It has always been understood that change is inevitable. Many clichés surround the concept of change, including being changed for good, and change that you cannot stop. In the last two years alone, just about everything we touch has changed dramatically. The entire model of how we work, socialize, and behave as consumers has changed. We once went to an office every day; now, we work primarily at home. We once watched movies on DVDs; now, we stream our entertainment on demand.
Change opens vulnerability
We have also changed the way that we pay for goods and services and we are now offered alternatives beyond using our credit cards, such as wallets and instant payments in many of our transactions. Unfortunately, this has also presented opportunities for criminals to capitalize on these shifting behaviors, and digital transformation has made this a more attractive target than ever. Just as we can work remotely, so can cybercriminals. According to one report, 18 million Americans were defrauded through scams involving digital wallets and person-to-person payment apps in 2020.
Whilst there’s no doubt alternative payment methods are attractive, we need to look to the credit card ecosystem for lessons learnt and best practice, especially relating to fraud and security. The credit card system as we know it, and its underlying security, has evolved over six decades, making it an arguably safe payment method. All of the mitigations that protect the card payment process were developed over time, but perhaps our haste to embrace the change to new payment methods has occurred with a lack of proper forethought. Have we actually attached the same level of trust to alternative payments because we have grown accustomed to the security afforded to credit cards?
What has been done?
Some of the safeguards used with credit cards, such as standards for handling account data, point-to-point encryption mechanisms, PIN verification, replay attack prevention, and Host Card Emulation, are all helpful and have resulted in a decline in physical payment card fraud. However, most payments are now being transacted remotely, so these safeguards must be applied to the new payment methods.

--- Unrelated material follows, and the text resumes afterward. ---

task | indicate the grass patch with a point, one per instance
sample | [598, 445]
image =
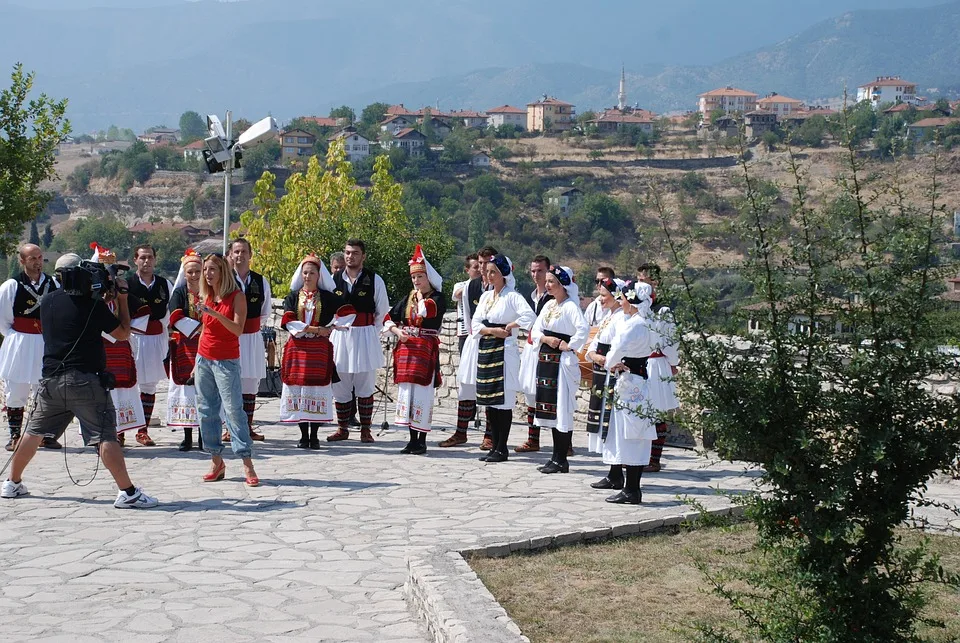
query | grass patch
[648, 589]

Alternative payment methods are typically tied to a bank account and a real-time payment network to efficiently and rapidly move money from person-to-person, or person-to-merchant. The problems that remain unaddressed to date include loose and nascent regulations, constant changes that confuse consumers, and the rush to market to release new applications. The niche that the criminals have discovered is that the speed of the real-time payment process allows the money to be extracted and moved along multiple payment destinations before the crime is detected, making it difficult to retrieve the fraudulent transaction. In a more horrifying realization for the victim, the bank is often under no obligation to protect the transaction since the payment was fully “authorized” by the consumer.
Moving Forward
Just as the fraudster lag is decreasing, the security lag is increasing – in other words, the criminals are outpacing the security advancements. Similar to the traditional problems of the Software Development Lifecycle (SDLC), security is not being introduced early enough in the development of these payment applications.
There are several critical ways to move forward in this new payment environment:
- Encryption – The introduction of encryption much earlier in the data capture process, all the way through until it is captured in the database. This would limit any unintentional data exposure.

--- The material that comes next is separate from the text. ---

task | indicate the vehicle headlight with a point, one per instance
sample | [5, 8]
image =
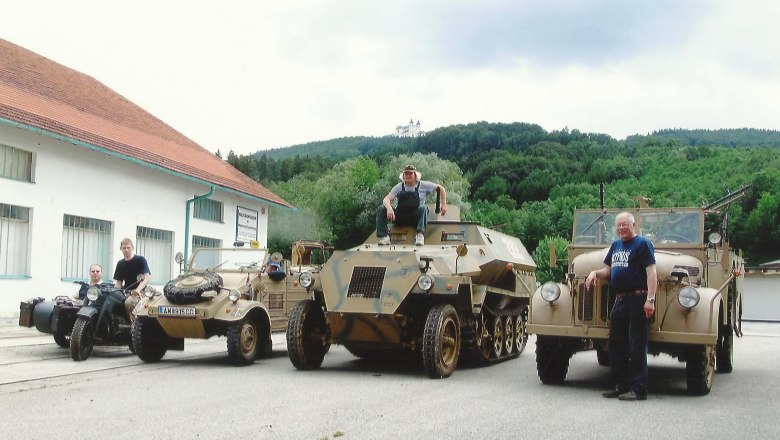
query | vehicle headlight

- Tokenization – while we are all familiar with tokenizing credit card data, this needs to be extended to the instant payment environment. Tokenization could introduce factors such as one-time use, merchant segmentation, and amount restrictions.

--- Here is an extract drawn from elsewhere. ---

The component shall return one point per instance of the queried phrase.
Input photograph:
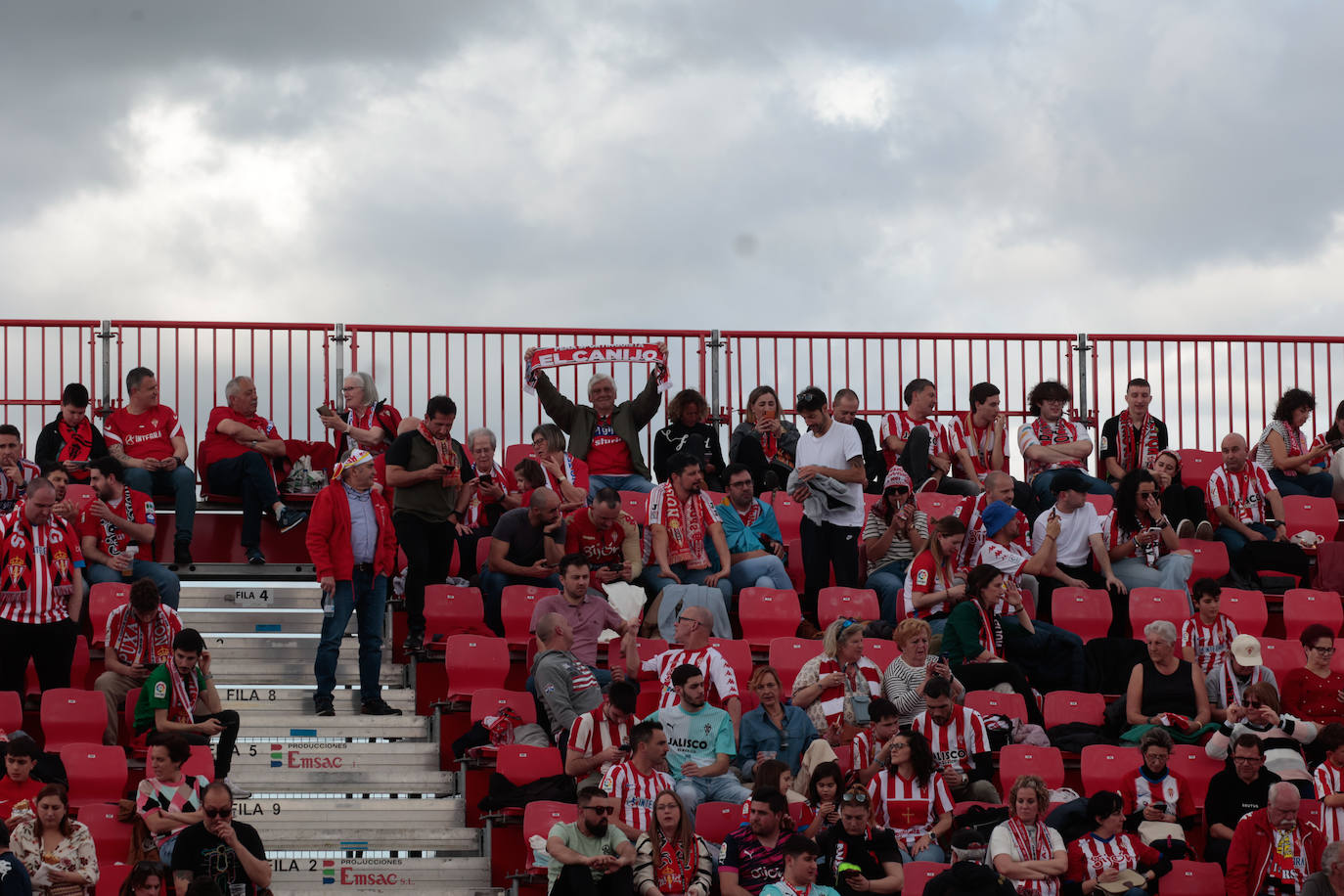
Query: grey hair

- Provisioning – securing the provisioning channels would allow the deployment of limited use credentials, similar to mobile payment systems that Host Card Emulation(HCE) for contactless mobile payments. This would also protect the data if the consumer’s device becomes compromised.
A key to secure provisioning is to also secure the backend processing. This is best accomplished using a Hardware Security Module (HSM). An HSM balances the lack of device security with strengthened backend security. This is the best way to manage the security keys from inception to destruction, as well as the establishment of secure channels.
An HSM removes the responsibility of key management from an individual, enabling people to work unencumbered by old key management processes. It also facilitates compliance, audit tasks, and procedures. Most importantly, an HSM performs cryptography at scale, is tamper-resistant, and protects keys and algorithms.